Tanker size is a flick of a pen, there is already a exemption mechanism built into existing laws. Just takes a ministerial order. The industrial carbon tax is a non issue, its been estimated it adds 9 cents to a barrel of oil. Thats peanuts on the dollar to companies.
Wait and see what happens on May 26th
Ottawa should scrap unnecessary offshore tanker ban for sake of Canada’s economy
On May 26, a private member’s bill (
C-264) is up for debate in the House of Commons. The bill is short and sweet, with a single proposed action: “The Oil Tanker Moratorium Act, chapter 26 of the Statutes of Canada, 2019, is repealed.” That’s it, the whole shebang.
Of course, compared to any kind of transport—tankers, pipelines, railways, highways—private member bills tend to go nowhere fast. But this bill—to repeal the federal government’s tanker ban—is worthy of greater consideration given its importance to Canada’s economy.
The biggest reason to repeal the ban is that there was never a legitimate reason for it in the first place. Oil, fuel and large vessels with large fuel tanks have been transiting the waters of northern British Columbia, moving to and from Alaska to the U.S. mainland and points farther south for many decades, with great safety.
As we noted
in a study published by the Fraser Institute in 2017 (just a couple of years before the Trudeau government enacted the tanker ban), there has not been a single major spill from oil tankers or other vessels in Canadian waters, east coast or west, since the mid-1990s (and that was a fuel leak, not an oil spill). There have been a few smaller fuel and oil spills, but nothing large or damaging by international standards.
And according to a
study by the federal government, a major spill of more than 10,000 tonnes is likely to occur once
every 242 years. Likewise, a spill of 100 to 1,000 tonnes is expected to occur once
every 69.2 years. And the
history of oil transport off of Canada’s coasts is one of incredible safety, whether the transport is of Canadian or foreign origin.

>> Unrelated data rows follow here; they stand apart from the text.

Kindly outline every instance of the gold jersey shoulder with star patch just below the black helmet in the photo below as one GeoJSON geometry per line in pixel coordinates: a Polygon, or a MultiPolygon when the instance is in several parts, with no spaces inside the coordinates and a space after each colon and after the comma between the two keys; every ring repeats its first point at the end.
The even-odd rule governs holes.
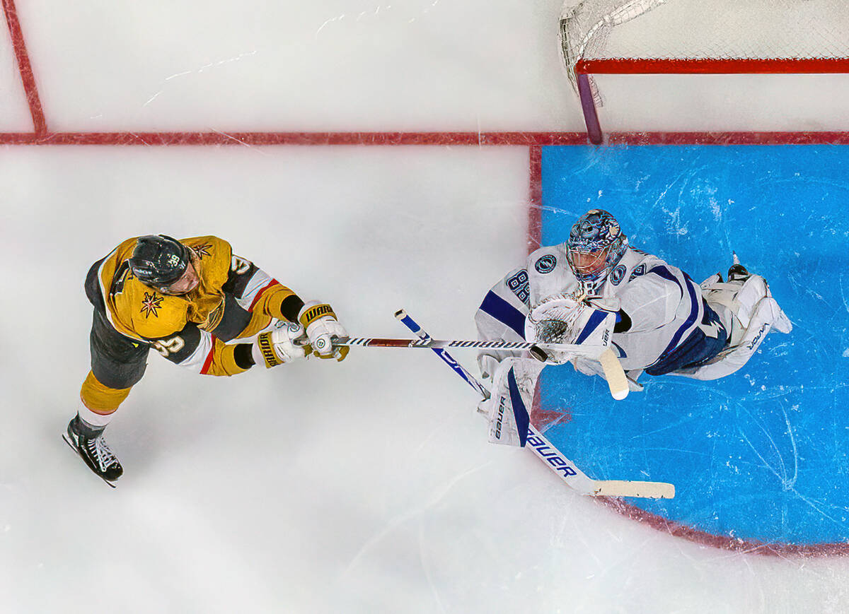
{"type": "Polygon", "coordinates": [[[186,301],[166,296],[129,276],[115,295],[115,312],[131,332],[145,339],[159,339],[183,330],[187,320],[186,301]]]}

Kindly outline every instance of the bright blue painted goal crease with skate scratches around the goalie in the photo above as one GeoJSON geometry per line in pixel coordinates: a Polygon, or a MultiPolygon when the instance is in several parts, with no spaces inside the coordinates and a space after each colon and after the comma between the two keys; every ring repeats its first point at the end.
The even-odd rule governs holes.
{"type": "Polygon", "coordinates": [[[543,244],[599,207],[633,246],[697,281],[727,270],[734,250],[796,326],[729,377],[643,376],[644,393],[618,403],[604,382],[549,368],[541,410],[572,411],[548,438],[599,479],[675,483],[674,500],[607,502],[666,532],[766,554],[849,553],[849,148],[552,147],[542,163],[543,244]]]}

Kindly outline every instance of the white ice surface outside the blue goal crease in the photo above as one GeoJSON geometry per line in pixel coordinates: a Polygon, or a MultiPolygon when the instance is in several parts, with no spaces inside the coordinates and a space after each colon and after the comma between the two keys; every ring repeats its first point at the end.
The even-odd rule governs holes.
{"type": "MultiPolygon", "coordinates": [[[[549,0],[17,5],[56,131],[582,128],[549,0]]],[[[0,53],[0,130],[31,131],[0,53]]],[[[668,87],[638,80],[640,101],[668,87]]],[[[845,77],[817,82],[817,109],[783,94],[798,114],[706,119],[685,88],[670,113],[602,121],[845,128],[845,77]]],[[[526,253],[527,201],[521,147],[0,148],[0,611],[846,611],[846,560],[673,538],[487,444],[425,350],[228,379],[151,354],[107,432],[115,490],[60,440],[88,368],[83,276],[122,239],[217,234],[354,334],[406,336],[403,307],[465,338],[526,253]]]]}

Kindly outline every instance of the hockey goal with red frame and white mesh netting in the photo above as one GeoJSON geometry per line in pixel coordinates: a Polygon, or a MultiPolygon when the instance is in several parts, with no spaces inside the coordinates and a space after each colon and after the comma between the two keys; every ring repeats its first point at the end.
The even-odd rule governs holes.
{"type": "Polygon", "coordinates": [[[597,143],[591,75],[849,73],[849,0],[566,0],[559,36],[597,143]]]}

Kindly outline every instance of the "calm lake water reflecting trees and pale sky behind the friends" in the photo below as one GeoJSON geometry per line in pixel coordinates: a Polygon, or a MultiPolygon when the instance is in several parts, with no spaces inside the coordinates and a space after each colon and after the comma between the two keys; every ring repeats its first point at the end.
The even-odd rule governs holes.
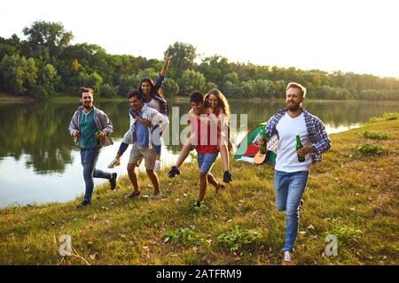
{"type": "MultiPolygon", "coordinates": [[[[102,149],[98,169],[108,170],[106,165],[113,159],[124,132],[129,127],[128,103],[98,103],[113,122],[113,146],[102,149]]],[[[84,193],[82,165],[79,149],[74,146],[68,131],[76,103],[0,103],[0,207],[27,203],[66,202],[84,193]]],[[[177,121],[169,126],[164,139],[176,140],[176,133],[184,129],[184,113],[188,102],[169,103],[177,121]],[[179,125],[181,124],[181,125],[179,125]]],[[[241,141],[246,130],[270,118],[280,102],[231,102],[231,113],[237,114],[237,129],[232,126],[232,142],[241,141]],[[240,114],[246,114],[240,116],[240,114]]],[[[358,127],[371,117],[384,112],[399,111],[399,103],[345,103],[307,102],[305,108],[322,119],[329,134],[358,127]]],[[[175,141],[176,143],[176,141],[175,141]]],[[[163,146],[162,164],[169,166],[176,161],[180,145],[163,146]]],[[[129,149],[121,159],[121,166],[113,171],[126,174],[129,149]]],[[[143,166],[144,164],[142,164],[143,166]]],[[[95,184],[106,180],[95,179],[95,184]]]]}

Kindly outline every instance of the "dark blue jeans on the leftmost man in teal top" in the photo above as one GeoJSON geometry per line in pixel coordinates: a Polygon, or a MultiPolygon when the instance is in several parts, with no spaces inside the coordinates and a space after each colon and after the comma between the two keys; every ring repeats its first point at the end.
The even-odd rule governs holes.
{"type": "Polygon", "coordinates": [[[86,183],[86,193],[84,200],[90,202],[91,195],[93,194],[94,181],[93,178],[111,179],[111,173],[102,172],[96,169],[98,155],[101,148],[82,149],[81,160],[83,165],[83,179],[86,183]]]}

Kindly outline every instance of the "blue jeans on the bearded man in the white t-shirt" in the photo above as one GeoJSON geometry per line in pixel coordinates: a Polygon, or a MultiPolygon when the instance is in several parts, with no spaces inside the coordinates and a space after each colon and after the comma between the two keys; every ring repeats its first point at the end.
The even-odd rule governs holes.
{"type": "Polygon", "coordinates": [[[284,251],[293,252],[298,235],[301,198],[308,182],[309,171],[274,172],[276,204],[279,211],[286,210],[286,245],[284,251]]]}

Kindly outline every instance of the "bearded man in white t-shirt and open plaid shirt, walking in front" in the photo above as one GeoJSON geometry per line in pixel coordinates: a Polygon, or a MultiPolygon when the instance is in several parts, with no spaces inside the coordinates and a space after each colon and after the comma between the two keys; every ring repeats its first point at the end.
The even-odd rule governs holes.
{"type": "MultiPolygon", "coordinates": [[[[293,264],[293,243],[298,234],[301,197],[308,182],[310,164],[320,162],[322,153],[331,147],[323,122],[302,108],[305,96],[306,88],[290,82],[286,87],[286,108],[272,116],[265,126],[269,141],[274,135],[278,137],[274,187],[277,209],[286,210],[285,265],[293,264]],[[303,145],[298,150],[297,135],[303,145]],[[305,156],[305,161],[300,162],[298,156],[305,156]]],[[[264,143],[260,134],[254,143],[264,143]]]]}

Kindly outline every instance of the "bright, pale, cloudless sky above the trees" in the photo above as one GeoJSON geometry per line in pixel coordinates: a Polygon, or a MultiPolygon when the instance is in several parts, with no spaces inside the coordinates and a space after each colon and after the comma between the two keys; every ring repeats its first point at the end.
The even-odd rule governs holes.
{"type": "Polygon", "coordinates": [[[163,57],[174,42],[201,57],[399,78],[396,0],[6,0],[0,36],[59,21],[74,42],[163,57]]]}

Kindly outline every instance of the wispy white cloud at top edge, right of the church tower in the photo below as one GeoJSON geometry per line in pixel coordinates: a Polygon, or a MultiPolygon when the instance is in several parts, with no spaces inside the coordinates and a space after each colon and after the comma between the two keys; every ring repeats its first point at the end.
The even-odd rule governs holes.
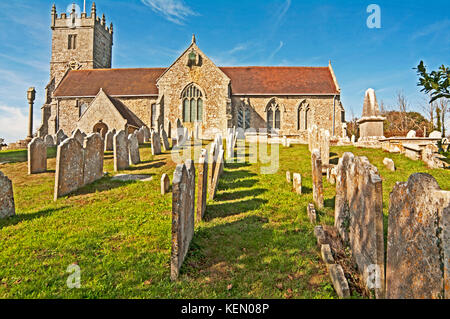
{"type": "Polygon", "coordinates": [[[141,0],[141,2],[170,22],[179,25],[184,25],[188,17],[199,15],[182,0],[141,0]]]}

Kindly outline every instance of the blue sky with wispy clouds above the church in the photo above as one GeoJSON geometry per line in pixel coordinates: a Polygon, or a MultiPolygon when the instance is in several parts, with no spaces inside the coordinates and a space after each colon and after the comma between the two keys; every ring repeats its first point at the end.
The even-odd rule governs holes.
{"type": "MultiPolygon", "coordinates": [[[[26,89],[35,86],[34,128],[49,80],[50,10],[72,1],[0,1],[0,137],[27,132],[26,89]]],[[[88,12],[92,2],[86,1],[88,12]]],[[[75,1],[81,7],[83,1],[75,1]]],[[[411,110],[424,96],[413,67],[450,62],[450,2],[305,0],[97,0],[114,23],[113,67],[169,66],[197,43],[219,66],[326,66],[332,61],[347,120],[360,116],[372,87],[392,105],[402,90],[411,110]],[[381,8],[381,29],[369,29],[368,5],[381,8]]],[[[449,116],[450,117],[450,116],[449,116]]]]}

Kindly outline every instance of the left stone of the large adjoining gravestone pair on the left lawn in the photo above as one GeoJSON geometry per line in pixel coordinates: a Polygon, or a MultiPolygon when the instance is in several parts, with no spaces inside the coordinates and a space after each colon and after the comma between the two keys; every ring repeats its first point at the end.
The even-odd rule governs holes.
{"type": "Polygon", "coordinates": [[[84,150],[75,138],[58,146],[56,155],[55,201],[83,186],[84,150]]]}

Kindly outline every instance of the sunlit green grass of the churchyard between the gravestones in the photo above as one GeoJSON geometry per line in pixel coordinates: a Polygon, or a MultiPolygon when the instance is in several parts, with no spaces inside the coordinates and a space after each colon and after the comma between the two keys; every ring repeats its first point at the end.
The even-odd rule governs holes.
{"type": "MultiPolygon", "coordinates": [[[[108,176],[53,201],[55,149],[48,172],[27,175],[26,151],[0,152],[0,171],[13,181],[16,216],[0,220],[0,298],[337,298],[309,223],[311,161],[307,145],[280,146],[280,167],[226,164],[215,201],[194,239],[176,282],[170,281],[171,193],[169,153],[152,156],[141,146],[142,163],[124,173],[149,174],[150,182],[115,182],[112,153],[108,176]],[[301,173],[303,195],[286,182],[301,173]],[[67,268],[81,268],[81,288],[69,289],[67,268]]],[[[416,172],[433,175],[450,190],[449,170],[381,150],[331,147],[331,162],[344,152],[367,156],[383,178],[384,212],[395,182],[416,172]],[[397,171],[385,169],[392,158],[397,171]]],[[[324,180],[321,223],[333,224],[335,187],[324,180]]],[[[387,218],[385,218],[385,228],[387,218]]],[[[386,229],[385,229],[386,232],[386,229]]],[[[358,298],[361,296],[355,295],[358,298]]]]}

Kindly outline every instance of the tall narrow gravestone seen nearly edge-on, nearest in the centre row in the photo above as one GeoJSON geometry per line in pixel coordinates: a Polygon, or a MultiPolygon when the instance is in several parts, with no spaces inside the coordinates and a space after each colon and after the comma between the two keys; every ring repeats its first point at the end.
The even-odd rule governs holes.
{"type": "MultiPolygon", "coordinates": [[[[193,164],[190,164],[192,171],[193,164]]],[[[195,180],[195,169],[194,176],[195,180]]],[[[170,257],[170,278],[178,278],[181,265],[194,236],[194,201],[189,186],[192,176],[185,164],[179,164],[173,173],[172,184],[172,249],[170,257]]],[[[194,190],[195,191],[195,190],[194,190]]]]}

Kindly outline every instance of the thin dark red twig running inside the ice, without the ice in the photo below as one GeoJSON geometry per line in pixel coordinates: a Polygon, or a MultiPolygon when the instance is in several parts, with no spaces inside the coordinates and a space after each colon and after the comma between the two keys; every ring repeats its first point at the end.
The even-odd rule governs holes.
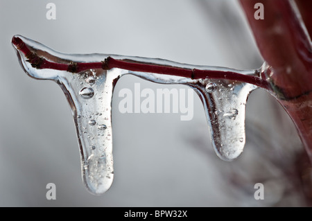
{"type": "Polygon", "coordinates": [[[12,44],[14,44],[21,53],[24,53],[27,61],[31,63],[32,67],[36,69],[55,69],[60,71],[69,71],[71,73],[79,73],[87,69],[125,69],[128,71],[140,71],[147,73],[159,73],[171,76],[179,76],[191,79],[226,79],[238,80],[241,82],[248,82],[252,85],[257,85],[264,89],[270,90],[270,85],[266,80],[257,76],[248,76],[234,71],[214,71],[214,70],[201,70],[201,69],[184,69],[180,67],[172,67],[160,64],[150,64],[144,62],[137,62],[135,60],[116,60],[114,58],[105,58],[102,62],[71,62],[69,64],[55,63],[39,57],[36,53],[32,52],[28,46],[19,38],[13,37],[12,44]]]}

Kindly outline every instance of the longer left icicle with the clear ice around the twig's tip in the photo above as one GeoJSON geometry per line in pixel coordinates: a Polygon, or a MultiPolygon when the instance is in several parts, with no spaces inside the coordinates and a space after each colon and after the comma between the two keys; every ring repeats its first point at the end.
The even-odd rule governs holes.
{"type": "MultiPolygon", "coordinates": [[[[74,60],[70,55],[66,57],[42,44],[19,37],[38,55],[46,56],[46,59],[61,63],[74,60]]],[[[85,186],[95,195],[105,193],[112,185],[114,177],[111,103],[114,80],[118,78],[120,70],[96,69],[70,73],[53,69],[35,69],[26,61],[27,58],[23,53],[19,52],[18,55],[22,67],[29,76],[58,82],[64,91],[76,125],[85,186]]],[[[88,60],[90,56],[75,58],[88,60]]]]}

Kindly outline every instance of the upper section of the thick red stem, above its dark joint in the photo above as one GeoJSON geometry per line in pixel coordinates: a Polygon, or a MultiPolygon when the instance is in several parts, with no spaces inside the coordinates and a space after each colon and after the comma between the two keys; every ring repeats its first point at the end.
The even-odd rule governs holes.
{"type": "Polygon", "coordinates": [[[241,5],[261,55],[273,68],[271,81],[290,98],[311,91],[311,42],[290,1],[241,0],[241,5]],[[259,2],[263,3],[263,20],[254,19],[254,4],[259,2]]]}

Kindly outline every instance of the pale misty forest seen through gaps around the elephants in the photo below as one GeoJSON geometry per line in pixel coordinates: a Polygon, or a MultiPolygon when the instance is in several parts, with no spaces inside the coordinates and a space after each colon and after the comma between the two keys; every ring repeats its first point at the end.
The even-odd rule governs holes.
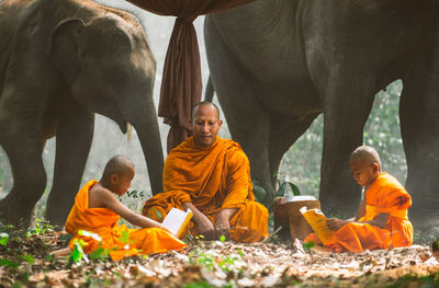
{"type": "MultiPolygon", "coordinates": [[[[144,25],[148,43],[157,61],[156,83],[154,89],[154,99],[157,108],[161,73],[175,18],[151,14],[126,1],[98,0],[97,2],[130,11],[134,13],[144,25]]],[[[204,47],[203,24],[204,16],[200,16],[194,21],[200,45],[202,79],[205,84],[209,78],[209,67],[204,47]]],[[[372,146],[378,150],[384,171],[396,176],[399,182],[405,183],[407,166],[401,139],[398,117],[398,103],[402,88],[402,81],[395,81],[386,88],[386,91],[381,91],[376,94],[372,112],[364,128],[364,145],[372,146]]],[[[203,87],[203,95],[204,89],[205,87],[203,87]]],[[[217,103],[216,97],[214,102],[217,103]]],[[[224,119],[224,114],[222,115],[224,119]]],[[[296,141],[282,160],[279,174],[280,181],[294,183],[303,195],[318,196],[323,147],[323,117],[324,116],[320,115],[316,118],[309,129],[296,141]]],[[[166,138],[169,127],[162,124],[161,118],[159,118],[159,126],[161,143],[164,151],[166,151],[166,138]]],[[[223,138],[230,138],[226,123],[223,125],[219,136],[223,138]]],[[[43,161],[47,172],[47,186],[44,196],[37,205],[37,218],[43,218],[47,194],[52,187],[55,149],[55,138],[53,138],[47,141],[43,152],[43,161]]],[[[127,136],[121,133],[114,122],[101,115],[97,115],[94,138],[81,185],[91,178],[99,180],[106,161],[114,154],[124,154],[132,159],[136,165],[136,176],[131,189],[138,193],[136,197],[127,197],[125,200],[128,201],[128,206],[132,209],[139,211],[143,201],[151,196],[151,192],[145,158],[137,135],[133,129],[132,140],[128,141],[127,136]],[[142,200],[139,200],[139,198],[142,200]]],[[[0,198],[9,193],[12,187],[12,182],[8,157],[0,148],[0,198]]],[[[133,196],[133,194],[131,194],[131,196],[133,196]]]]}

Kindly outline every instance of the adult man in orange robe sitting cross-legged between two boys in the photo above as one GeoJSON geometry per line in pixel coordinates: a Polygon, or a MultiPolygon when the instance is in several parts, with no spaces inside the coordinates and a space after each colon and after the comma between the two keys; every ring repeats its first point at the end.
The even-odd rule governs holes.
{"type": "Polygon", "coordinates": [[[268,210],[255,201],[249,161],[239,145],[217,137],[222,124],[216,105],[195,105],[193,136],[169,152],[164,193],[145,203],[143,215],[162,221],[172,207],[189,208],[192,235],[257,242],[268,237],[268,210]]]}

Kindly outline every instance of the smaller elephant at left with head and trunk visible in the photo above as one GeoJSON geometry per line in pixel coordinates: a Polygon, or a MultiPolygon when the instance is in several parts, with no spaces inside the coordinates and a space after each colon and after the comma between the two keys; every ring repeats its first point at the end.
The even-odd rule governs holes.
{"type": "MultiPolygon", "coordinates": [[[[46,187],[42,152],[56,137],[45,217],[64,227],[93,138],[94,114],[136,129],[153,194],[164,153],[153,89],[156,61],[138,20],[90,0],[0,2],[0,145],[13,187],[3,222],[29,227],[46,187]]],[[[109,139],[110,140],[110,139],[109,139]]]]}

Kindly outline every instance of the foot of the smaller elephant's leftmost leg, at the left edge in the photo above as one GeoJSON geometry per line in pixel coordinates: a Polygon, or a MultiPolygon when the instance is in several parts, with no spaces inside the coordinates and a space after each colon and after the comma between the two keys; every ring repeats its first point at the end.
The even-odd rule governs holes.
{"type": "Polygon", "coordinates": [[[26,207],[11,194],[0,200],[0,221],[3,224],[12,224],[18,229],[26,230],[35,220],[35,206],[26,207]]]}

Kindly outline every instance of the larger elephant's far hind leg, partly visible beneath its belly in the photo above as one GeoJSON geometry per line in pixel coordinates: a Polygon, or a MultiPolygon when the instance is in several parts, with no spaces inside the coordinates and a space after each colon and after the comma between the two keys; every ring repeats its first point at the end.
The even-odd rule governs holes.
{"type": "MultiPolygon", "coordinates": [[[[270,175],[275,175],[283,155],[301,137],[318,114],[307,115],[301,119],[290,119],[272,114],[270,125],[270,175]]],[[[272,177],[275,185],[278,177],[272,177]]]]}

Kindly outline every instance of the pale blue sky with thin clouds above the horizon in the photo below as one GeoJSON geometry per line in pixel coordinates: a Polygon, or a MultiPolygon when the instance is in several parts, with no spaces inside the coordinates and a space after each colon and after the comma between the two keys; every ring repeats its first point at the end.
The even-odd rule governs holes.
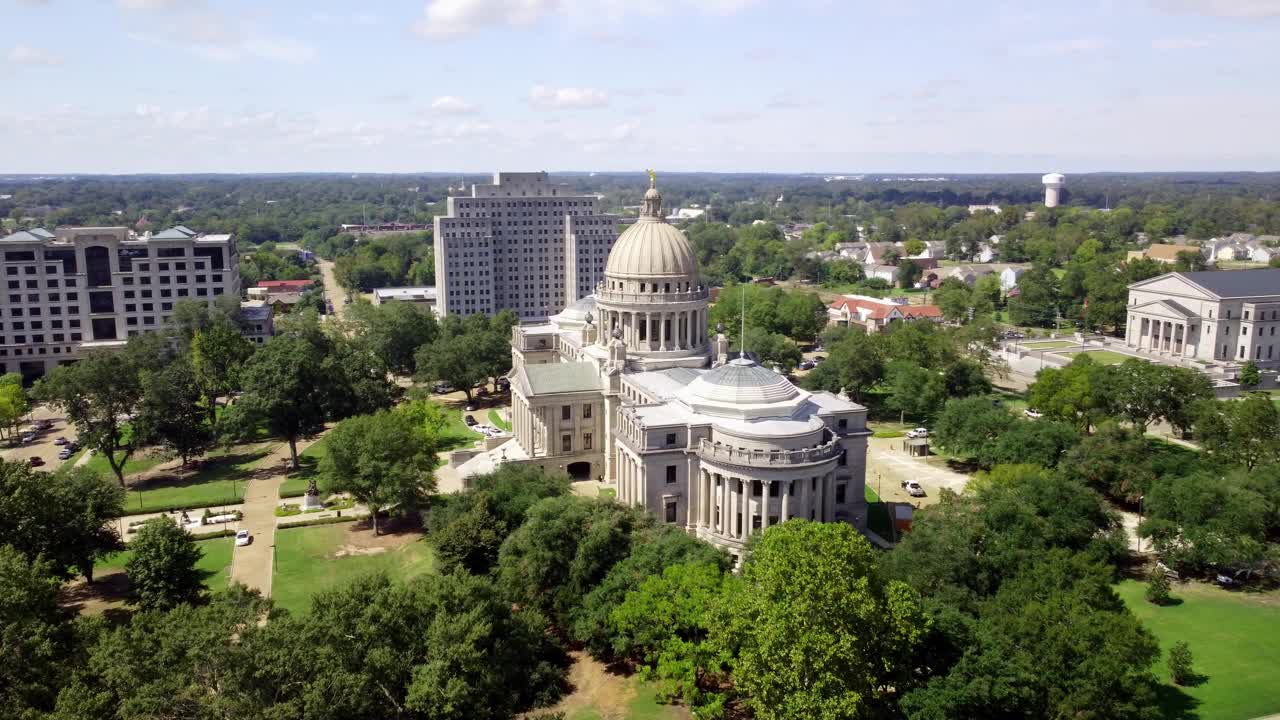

That’s why the tanker ban (officially known as Bill C-48) was actually never about environmental protection. It was about stopping pipelines. Back then, the target was the Trans Mountain Expansion pipeline project—now, it’s a potential million-barrel-per-day pipeline from Alberta to B.C. Indeed, under the
Memorandum of Understanding (MOU) signed last November by Prime Minister Mark Carney and Alberta Premier Danielle Smith, the new pipeline would allow Canadian oil to be exported to Asia and points west, breaking the buyer’s monopoly currently enjoyed (but increasingly unneeded) by the United States. This is, in theory at least, in line with the prime minister’s stated preference for the diversification of Canadian trade.
Large vessels have been transiting the waters of northern B.C. for many decades with great safety.